Ivory Coast Cocoa Belt Sees Dry Week As Harvest Slows Down
Ivory Coast's cocoa growing regions stayed hot and dry over the past week as the main crop harvest started to slow down, farmers told Reuters.
Ivory Coast, the world's top cocoa producer, is in its dry season, which runs from November to March, when rain tends to be scarce or light.
After a productive start to the main crop, aided by abundant rains and sunlight, farmers expected the harvest in villages to start tailing off from February.
In the western region of Soubre, at the heart of the cocoa belt, farmers expected the main crop to be larger than last season's, judging by the remaining pods on trees.
"It is not over yet. There are still enough pods to harvest," said Salame Kone, who farms near Soubre.
The Harmattan dry winds - which sweep in sand from the Sahara and can ravage cocoa pods and sap soil moisture - were retreating, farmers said.
"The Harmattan has pulled back significantly. Heat came in its place," said Albert N'Zue, who farms near the centre-western region of Daloa, which produces a quarter of Ivory Coast's national output.
Focus On Upcoming Crop
The lull in harvesting from next month will allow cocoa growers to focus on the upcoming April-to-September mid-crop.
In the meantime, farmers hope to see one more rainfall before the end of the month to boost the many cherelles growing on trees in time for the start of the new crop, they said.
"We're seeing a lot of cherelles on the trees.

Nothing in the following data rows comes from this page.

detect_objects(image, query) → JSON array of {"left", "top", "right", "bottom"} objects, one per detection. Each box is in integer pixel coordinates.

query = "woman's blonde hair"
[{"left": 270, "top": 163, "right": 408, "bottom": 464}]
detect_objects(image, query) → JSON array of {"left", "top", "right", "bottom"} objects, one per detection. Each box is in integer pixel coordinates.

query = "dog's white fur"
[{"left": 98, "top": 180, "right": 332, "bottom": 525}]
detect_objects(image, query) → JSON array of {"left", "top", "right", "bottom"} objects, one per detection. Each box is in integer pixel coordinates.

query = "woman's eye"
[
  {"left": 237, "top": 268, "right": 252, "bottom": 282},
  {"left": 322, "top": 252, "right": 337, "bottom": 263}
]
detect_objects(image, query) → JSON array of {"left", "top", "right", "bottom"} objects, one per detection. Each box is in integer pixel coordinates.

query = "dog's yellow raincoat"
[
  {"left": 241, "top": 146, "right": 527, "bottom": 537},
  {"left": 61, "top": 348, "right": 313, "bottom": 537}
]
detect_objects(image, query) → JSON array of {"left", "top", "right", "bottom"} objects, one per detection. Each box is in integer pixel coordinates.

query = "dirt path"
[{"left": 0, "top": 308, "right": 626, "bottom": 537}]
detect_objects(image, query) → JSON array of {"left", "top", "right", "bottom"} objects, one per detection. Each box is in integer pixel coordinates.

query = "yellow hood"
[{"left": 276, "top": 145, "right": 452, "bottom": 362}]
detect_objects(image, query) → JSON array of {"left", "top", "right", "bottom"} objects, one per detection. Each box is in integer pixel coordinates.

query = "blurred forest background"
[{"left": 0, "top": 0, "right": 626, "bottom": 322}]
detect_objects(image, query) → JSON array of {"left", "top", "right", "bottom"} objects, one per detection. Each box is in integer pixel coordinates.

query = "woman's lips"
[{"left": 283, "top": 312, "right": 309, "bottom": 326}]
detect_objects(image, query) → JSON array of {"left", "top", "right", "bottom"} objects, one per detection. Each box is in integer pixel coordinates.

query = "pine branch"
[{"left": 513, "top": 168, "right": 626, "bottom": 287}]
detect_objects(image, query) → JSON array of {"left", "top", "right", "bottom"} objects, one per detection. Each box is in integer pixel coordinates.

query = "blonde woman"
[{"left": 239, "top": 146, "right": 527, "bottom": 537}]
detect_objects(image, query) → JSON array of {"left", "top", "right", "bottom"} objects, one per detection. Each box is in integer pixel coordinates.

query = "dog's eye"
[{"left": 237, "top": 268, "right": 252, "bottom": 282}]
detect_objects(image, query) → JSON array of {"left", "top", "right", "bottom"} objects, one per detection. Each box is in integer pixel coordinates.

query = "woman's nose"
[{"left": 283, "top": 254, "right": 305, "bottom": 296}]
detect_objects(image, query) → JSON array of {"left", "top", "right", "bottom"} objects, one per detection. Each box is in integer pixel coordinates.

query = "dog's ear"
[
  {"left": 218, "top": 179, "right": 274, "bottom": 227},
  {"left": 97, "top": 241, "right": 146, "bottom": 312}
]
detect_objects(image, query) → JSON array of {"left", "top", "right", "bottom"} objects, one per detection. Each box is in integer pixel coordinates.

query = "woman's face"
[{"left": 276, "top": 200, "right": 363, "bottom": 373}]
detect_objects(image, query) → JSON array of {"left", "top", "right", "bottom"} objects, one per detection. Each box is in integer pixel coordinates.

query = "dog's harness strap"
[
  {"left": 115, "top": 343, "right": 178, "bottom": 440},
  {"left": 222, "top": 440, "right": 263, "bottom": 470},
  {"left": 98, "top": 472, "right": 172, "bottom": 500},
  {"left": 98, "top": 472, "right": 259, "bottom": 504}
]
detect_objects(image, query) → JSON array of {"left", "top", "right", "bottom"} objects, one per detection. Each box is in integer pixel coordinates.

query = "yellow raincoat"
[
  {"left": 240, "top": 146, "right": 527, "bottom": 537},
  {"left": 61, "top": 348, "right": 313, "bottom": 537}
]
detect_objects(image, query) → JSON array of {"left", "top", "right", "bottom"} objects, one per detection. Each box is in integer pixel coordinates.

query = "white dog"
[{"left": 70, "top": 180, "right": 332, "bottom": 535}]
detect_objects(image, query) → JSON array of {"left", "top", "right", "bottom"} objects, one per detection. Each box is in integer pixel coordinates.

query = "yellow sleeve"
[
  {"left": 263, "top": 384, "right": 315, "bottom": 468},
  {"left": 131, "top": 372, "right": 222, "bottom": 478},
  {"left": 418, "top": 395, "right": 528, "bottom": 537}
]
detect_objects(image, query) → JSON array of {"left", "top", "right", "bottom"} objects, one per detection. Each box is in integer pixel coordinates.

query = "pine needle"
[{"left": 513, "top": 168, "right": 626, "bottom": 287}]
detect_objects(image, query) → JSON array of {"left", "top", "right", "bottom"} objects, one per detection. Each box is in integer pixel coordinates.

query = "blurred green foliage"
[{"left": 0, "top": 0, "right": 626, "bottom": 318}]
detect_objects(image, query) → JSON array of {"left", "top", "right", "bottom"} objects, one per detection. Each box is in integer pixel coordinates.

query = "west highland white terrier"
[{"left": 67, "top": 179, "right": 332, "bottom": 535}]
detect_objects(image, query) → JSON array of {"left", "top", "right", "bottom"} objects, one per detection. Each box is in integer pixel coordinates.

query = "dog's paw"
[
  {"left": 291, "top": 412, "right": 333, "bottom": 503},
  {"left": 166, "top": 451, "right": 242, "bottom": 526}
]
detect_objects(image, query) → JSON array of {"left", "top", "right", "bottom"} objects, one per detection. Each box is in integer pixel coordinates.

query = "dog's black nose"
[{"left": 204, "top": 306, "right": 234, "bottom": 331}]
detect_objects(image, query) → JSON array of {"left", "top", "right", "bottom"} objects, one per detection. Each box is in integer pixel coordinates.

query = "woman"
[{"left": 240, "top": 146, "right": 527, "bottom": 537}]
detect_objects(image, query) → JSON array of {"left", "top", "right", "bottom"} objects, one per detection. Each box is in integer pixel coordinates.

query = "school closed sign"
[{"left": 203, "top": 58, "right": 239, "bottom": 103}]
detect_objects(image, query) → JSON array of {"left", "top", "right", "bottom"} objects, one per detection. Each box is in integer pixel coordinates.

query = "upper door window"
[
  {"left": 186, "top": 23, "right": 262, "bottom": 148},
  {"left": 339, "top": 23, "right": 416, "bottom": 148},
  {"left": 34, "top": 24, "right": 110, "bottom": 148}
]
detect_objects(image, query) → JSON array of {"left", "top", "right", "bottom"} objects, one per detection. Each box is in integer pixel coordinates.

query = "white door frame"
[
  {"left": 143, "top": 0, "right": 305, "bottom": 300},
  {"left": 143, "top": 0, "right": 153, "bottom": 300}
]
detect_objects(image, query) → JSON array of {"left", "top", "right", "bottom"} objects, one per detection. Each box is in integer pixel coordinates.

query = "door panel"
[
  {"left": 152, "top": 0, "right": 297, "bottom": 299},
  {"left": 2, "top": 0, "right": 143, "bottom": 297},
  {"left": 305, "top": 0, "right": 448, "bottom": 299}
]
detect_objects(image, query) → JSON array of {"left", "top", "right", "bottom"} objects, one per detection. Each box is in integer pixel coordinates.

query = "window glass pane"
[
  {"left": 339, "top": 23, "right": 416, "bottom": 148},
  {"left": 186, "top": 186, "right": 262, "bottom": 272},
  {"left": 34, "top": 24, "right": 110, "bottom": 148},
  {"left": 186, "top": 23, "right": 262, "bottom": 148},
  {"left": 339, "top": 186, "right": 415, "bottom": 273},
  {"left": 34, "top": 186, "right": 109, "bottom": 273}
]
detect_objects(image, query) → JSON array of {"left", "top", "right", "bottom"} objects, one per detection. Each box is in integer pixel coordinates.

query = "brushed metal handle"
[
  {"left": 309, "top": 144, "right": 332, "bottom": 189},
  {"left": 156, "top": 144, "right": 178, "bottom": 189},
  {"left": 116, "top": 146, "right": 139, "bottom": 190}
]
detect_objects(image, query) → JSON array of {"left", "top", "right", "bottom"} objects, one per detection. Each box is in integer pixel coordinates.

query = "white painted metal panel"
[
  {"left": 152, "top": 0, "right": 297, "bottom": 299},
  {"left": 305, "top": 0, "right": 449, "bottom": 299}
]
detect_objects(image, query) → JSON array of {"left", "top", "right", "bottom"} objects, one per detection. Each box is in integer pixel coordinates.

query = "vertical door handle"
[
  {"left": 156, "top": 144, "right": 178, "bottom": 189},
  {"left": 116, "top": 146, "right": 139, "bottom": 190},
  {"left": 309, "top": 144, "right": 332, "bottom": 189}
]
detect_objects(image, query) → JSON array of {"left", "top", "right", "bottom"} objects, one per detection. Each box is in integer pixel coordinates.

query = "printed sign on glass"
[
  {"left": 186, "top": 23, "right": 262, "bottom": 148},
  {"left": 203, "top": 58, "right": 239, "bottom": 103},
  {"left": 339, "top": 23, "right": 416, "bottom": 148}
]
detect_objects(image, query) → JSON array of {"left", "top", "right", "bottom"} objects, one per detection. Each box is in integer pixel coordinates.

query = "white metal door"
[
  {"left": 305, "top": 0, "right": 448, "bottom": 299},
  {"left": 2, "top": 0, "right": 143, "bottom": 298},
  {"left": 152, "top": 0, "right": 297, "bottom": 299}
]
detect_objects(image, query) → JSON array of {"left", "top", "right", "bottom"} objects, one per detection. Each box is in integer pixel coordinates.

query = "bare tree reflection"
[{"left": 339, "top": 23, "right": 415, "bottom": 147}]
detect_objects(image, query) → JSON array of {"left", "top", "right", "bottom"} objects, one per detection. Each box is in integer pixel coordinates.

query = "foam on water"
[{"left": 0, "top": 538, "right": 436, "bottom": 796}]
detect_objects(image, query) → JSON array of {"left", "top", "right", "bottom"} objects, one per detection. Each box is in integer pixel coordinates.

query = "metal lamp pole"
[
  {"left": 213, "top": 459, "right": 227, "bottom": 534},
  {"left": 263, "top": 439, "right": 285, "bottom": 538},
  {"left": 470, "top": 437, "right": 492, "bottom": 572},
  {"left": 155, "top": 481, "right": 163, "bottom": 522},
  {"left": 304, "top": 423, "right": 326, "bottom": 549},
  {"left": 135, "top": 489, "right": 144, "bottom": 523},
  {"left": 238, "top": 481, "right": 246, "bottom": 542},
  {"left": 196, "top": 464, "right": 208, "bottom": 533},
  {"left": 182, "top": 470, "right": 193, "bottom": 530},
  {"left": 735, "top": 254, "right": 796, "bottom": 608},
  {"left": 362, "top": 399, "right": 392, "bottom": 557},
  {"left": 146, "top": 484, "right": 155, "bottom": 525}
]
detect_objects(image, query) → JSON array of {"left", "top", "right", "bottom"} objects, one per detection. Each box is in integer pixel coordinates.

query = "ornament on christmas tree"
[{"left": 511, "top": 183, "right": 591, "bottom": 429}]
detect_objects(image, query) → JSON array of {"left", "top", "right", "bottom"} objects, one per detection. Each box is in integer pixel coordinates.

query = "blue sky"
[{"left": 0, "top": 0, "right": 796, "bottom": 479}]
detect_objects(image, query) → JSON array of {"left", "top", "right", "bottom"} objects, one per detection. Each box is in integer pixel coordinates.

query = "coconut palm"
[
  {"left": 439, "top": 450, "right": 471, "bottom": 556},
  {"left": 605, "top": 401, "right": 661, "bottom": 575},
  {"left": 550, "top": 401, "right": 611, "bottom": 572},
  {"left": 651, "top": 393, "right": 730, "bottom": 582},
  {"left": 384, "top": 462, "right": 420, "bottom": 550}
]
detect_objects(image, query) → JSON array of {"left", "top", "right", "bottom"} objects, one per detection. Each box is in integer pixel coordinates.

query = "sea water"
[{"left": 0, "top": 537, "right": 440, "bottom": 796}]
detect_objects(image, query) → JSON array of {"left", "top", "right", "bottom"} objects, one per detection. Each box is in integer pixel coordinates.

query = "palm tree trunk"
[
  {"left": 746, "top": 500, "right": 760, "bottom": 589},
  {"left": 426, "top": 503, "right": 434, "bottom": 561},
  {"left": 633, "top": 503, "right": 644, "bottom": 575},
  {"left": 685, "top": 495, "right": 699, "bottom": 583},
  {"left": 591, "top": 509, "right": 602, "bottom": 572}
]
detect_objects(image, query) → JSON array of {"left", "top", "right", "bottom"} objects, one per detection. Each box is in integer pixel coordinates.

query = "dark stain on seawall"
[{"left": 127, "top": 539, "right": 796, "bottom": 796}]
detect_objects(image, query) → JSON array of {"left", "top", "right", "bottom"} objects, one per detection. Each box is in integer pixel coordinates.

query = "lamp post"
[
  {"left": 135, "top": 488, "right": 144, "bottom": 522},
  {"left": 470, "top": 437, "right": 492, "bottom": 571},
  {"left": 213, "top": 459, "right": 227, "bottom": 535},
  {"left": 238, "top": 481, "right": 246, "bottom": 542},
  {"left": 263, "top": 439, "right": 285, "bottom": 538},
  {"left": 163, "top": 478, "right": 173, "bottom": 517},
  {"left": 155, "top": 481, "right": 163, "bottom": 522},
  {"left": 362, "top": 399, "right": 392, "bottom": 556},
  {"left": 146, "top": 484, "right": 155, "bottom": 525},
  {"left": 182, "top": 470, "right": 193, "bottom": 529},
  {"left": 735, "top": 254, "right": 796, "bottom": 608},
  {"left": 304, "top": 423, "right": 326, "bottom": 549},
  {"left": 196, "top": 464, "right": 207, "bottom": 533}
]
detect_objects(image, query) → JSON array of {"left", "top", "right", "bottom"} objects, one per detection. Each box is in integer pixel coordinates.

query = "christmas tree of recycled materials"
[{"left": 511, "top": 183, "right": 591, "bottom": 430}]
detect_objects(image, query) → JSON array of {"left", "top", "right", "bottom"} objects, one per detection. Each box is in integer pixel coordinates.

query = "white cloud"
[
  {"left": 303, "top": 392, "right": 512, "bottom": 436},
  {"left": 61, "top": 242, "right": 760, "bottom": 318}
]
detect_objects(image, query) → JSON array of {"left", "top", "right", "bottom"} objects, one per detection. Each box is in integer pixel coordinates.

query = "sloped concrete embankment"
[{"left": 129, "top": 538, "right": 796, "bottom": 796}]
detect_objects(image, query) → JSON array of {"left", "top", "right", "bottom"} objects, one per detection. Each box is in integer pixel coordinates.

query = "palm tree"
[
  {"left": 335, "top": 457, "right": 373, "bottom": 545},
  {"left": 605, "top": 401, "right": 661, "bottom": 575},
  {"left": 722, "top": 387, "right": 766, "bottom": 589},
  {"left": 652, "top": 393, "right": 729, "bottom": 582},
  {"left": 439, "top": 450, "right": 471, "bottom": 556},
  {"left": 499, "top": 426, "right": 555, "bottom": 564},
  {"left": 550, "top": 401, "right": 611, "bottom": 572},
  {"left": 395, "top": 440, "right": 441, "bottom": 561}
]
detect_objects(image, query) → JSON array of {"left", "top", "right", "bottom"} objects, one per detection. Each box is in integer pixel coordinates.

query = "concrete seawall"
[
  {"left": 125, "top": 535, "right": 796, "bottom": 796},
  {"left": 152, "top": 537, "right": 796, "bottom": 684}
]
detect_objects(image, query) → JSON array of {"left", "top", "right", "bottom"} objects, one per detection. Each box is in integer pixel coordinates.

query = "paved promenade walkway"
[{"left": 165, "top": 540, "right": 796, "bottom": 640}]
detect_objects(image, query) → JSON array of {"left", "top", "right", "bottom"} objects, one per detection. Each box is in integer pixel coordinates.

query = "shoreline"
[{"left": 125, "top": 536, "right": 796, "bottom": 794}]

There should be rain this month to guarantee a good mid-crop," N'Zue said.
Data collected by Reuters showed the western region of Soubre, which includes the regions of Sassandra and San Pedro, got 0.2 millimetres (mm) of rainfall last week, 3.4 mm below the five-year average.
No rainfall was recorded in any of Ivory Coast's other cocoa-growing regions. Temperatures on average ranged from 25.6 to 28.3 degrees Celsius.